06.10.2020 00:40, Vladislav Shpilevoy пишет:
> Hi! Thanks for the fixes!
Thanks for the  review!
>
>>>> + | ---
>>>> + | ...
>>>> diff --git a/test/replication/election_replica.lua b/test/replication/election_replica.lua
>>>> index 36ea1f077..887d8a2a0 100644
>>>> --- a/test/replication/election_replica.lua
>>>> +++ b/test/replication/election_replica.lua
>>>> @@ -19,8 +20,11 @@ box.cfg({
>>>>        replication_timeout = 0.1,
>>>>        election_is_enabled = true,
>>>>        election_is_candidate = true,
>>>> -    election_timeout = 0.1,
>>>> -    replication_synchro_quorum = 3,
>>>> +    -- Should be at least as big as replication_disconnect_timeout, which is
>>>> +    -- 4 * replication_timeout.
>>>> +    election_timeout = 0.4,
>>> 2. Why? Election timeout has nothing to do with disconnect. It is about
>>> split vote. This also will slow down raft_basic.test.lua, which is not
>>> supposed to be long. For heartbeat timeouts Raft already uses
>>> replication_disconnect_timeout = replication_timeout * 4.

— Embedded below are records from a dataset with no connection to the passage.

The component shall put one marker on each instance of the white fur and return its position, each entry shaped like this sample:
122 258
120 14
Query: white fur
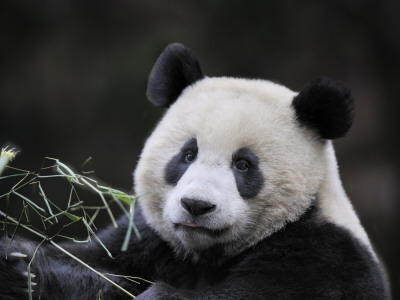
224 115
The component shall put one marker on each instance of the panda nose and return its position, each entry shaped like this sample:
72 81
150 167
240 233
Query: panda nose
197 207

>> I've seen cases when a leader is elected, but doesn't send out the is_leader flag
>> in time, so new elections start over and over again. This only happened when the
>> tests were run in parallel, so the problem was probably in high load.
> It should not be a problem. 100ms is enough to eventually elect a leader when the
> instances run on the same machine. Several election attempts should not lead to
> a test fail. Because even 0.4 may lead to that. It is not a guaranteed protection.
>
>> So, my logic was that if we wait for 4 times replication timeout for the leader to
>> come back why not wait for 4 * replication timeout for the leader to establish
>> its leadership.
>>
>> I mean, if it's considered a normal situation when a leader disappears for not more
>> than 4 * replication_timeout, and this doesn't trigger an election, why should
>> elections end before at least 4 * replication_timeout seconds pass?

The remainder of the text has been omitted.